Estaban tan tranquilos, reposando la comida mientras se miraban entre ellos, sonriendo por la situación tan extravagante que estaban viviendo, cuando de repente, una sombra irrumpió en la maltrecha morada.

—Buenas noches —dijo una voz áspera, cavernosa, proveniente de una figura alta, que prácticamente taponaba toda la puerta.

Los tres se quedaron atónitos, casi sin poder hablar. Andrés se puso en pie y retrocedió varios pasos hacia atrás, hasta tocar la descascarillada pared del fondo. Lo último que esperaban era encontrar alguien allí, en Belsité, y menos a esas horas intempestivas.

—No asustaros chicos, soy gente de paz —dijo la figura de la entrada mientras empezaba a caminar hacia el interior del habitáculo.

Los tres se horrorizaron. Era la primera persona que veían en veinticuatro horas. Apareció de repente, sin avisar, cuando menos se lo esperaban. No sabían si fue por la oscuridad, por el miedo, o por las dos cosas a la vez, que les pareció un sujeto espeluznante. Medía casi dos metros de altura. Corpulento. De aspecto desaliñado, barba desarreglada de varios días sin afeitar y un gorro vaquero, manchado con surcos de agua. Pero lo peor era la voz, resonaba en toda la estancia como un aullido de ultratumba.

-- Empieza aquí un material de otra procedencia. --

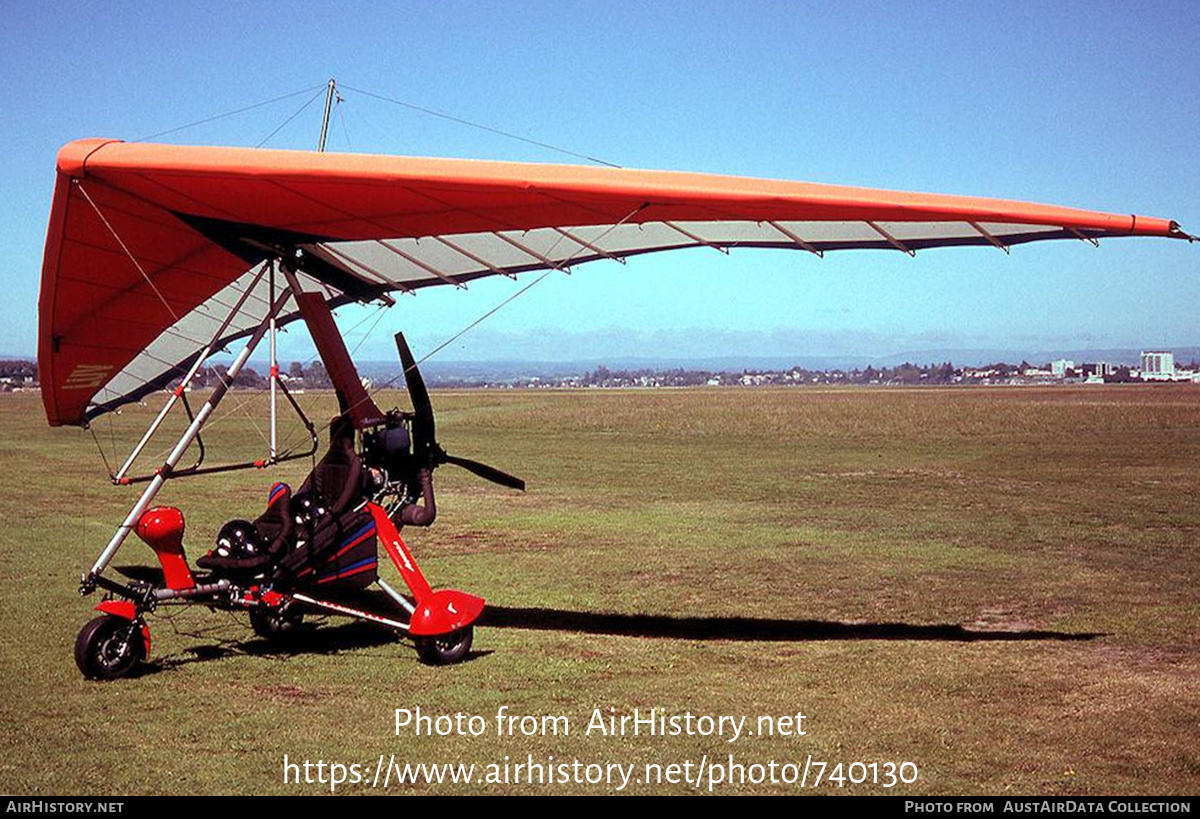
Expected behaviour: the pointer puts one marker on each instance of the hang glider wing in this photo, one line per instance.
(151, 247)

—Bueno —dijo finalmente el extraño, intentando ser amable—, ¿puedo pasar y compartir la velada con vosotros?

Los chicos hicieron un gesto de asentimiento con la cabeza, temblorosos. Andrés despegó su mojada espalda de la pared del fondo y se aproximó al fuego que se estaba desvaneciendo en el interior de la sala. Juan no le quitaba los ojos de encima al forastero.

—Me llamo Silverio —dijo, mientras se acercaba a donde estaban ellos. En el suelo dejó un enorme macuto de aspecto militar— ¿Qué os trae por aquí? —preguntó frotándose las enormes manos.

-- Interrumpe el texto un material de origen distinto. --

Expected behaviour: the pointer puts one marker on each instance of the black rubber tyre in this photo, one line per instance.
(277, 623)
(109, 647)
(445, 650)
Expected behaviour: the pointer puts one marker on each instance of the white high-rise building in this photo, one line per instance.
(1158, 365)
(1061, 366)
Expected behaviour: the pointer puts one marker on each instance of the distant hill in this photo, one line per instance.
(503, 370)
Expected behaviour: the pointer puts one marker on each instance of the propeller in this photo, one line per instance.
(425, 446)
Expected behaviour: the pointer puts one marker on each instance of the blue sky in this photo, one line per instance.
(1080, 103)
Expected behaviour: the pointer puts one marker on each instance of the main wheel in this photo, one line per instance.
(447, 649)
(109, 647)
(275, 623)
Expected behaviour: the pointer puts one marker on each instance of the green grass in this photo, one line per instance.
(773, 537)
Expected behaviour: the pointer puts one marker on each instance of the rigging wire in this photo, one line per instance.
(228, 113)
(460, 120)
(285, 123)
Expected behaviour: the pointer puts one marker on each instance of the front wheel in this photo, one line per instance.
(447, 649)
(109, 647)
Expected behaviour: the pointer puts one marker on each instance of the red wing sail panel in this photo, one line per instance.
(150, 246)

—Hemos venido a pasar un día en la montaña, de excursión, —contestó Andrés con cierto nerviosismo, que seguramente percibió el extraño visitante.

—¡Ya! —dijo Silverio sin creerlo del todo—. Y por eso habéis estado toda la tarde recogiendo barro de la ciénaga y echándolo sobre la pierna rota de vuestro amigo.

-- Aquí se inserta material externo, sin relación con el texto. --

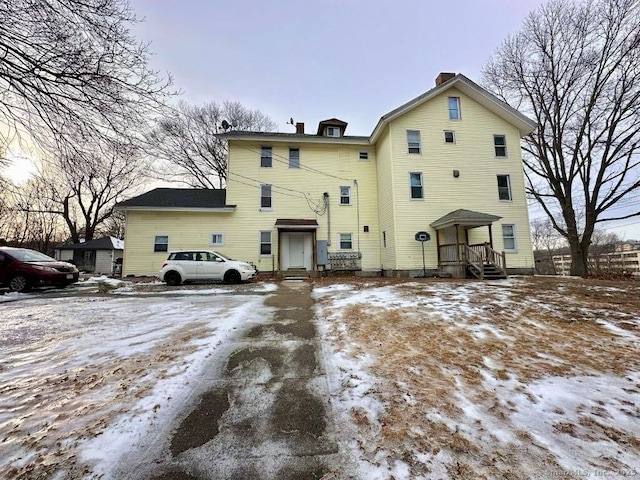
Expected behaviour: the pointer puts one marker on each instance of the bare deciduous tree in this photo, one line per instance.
(82, 192)
(187, 141)
(546, 242)
(575, 67)
(72, 67)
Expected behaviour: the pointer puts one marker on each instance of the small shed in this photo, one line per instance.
(95, 256)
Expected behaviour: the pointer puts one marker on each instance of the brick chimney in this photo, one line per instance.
(443, 77)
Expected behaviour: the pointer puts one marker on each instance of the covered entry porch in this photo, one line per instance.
(296, 244)
(457, 257)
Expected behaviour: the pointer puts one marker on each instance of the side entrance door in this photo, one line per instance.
(296, 250)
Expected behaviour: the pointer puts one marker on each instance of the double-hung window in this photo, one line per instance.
(345, 195)
(161, 243)
(294, 158)
(413, 141)
(415, 182)
(504, 187)
(217, 239)
(454, 108)
(266, 157)
(345, 241)
(265, 242)
(509, 238)
(449, 136)
(500, 145)
(265, 196)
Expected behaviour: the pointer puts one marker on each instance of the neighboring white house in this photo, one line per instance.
(94, 256)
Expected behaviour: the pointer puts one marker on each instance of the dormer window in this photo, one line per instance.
(332, 128)
(332, 132)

Ahora sí que tenían miedo. Un sudor frío le recorrió toda la espalda a Alberto. El hombre que estaba dentro del improvisado refugio había estado espiándoles toda la tarde, vio lo que hicieron y en ningún momento se digno ofrecerse para ayudarles, pensó Alberto. Le parecía estremecedor que una persona con sangre en las venas, fuese capaz de permanecer impasible ante lo que les ocurrió durante esa tarde. «¿Qué podíamos hacer tres críos de quince años contra un gigante de casi dos metros? ¿De dónde había salido ese extraño personaje, ataviado con ropas fuera de nuestra época y con un sombrero de las películas del oeste?».

Silverio se dio cuenta del recelo de los chicos. Los miraba a los tres sonriente, como el asesino antes de destrozar a sus víctimas, pensaron los tres a la vez. No querían ponerse paranoicos, pero habían visto muchas películas y leído muchos libros sobre estos temas. Un homicida en serie que mata por el puro placer de hacerlo. Ya podían ver los titulares de la prensa al día siguiente: «Tres chicos aparecen degollados en la montaña de Belsité». No querían ni pensarlo. Andrés, el más fuerte, era también el que estaba más lejos de la entrada, él debía enfrentarse a Silverio, mientras Alberto le apoyaba desde la retaguardia. Juan, el pobre, no podía hacer mucho con la pierna dislocada.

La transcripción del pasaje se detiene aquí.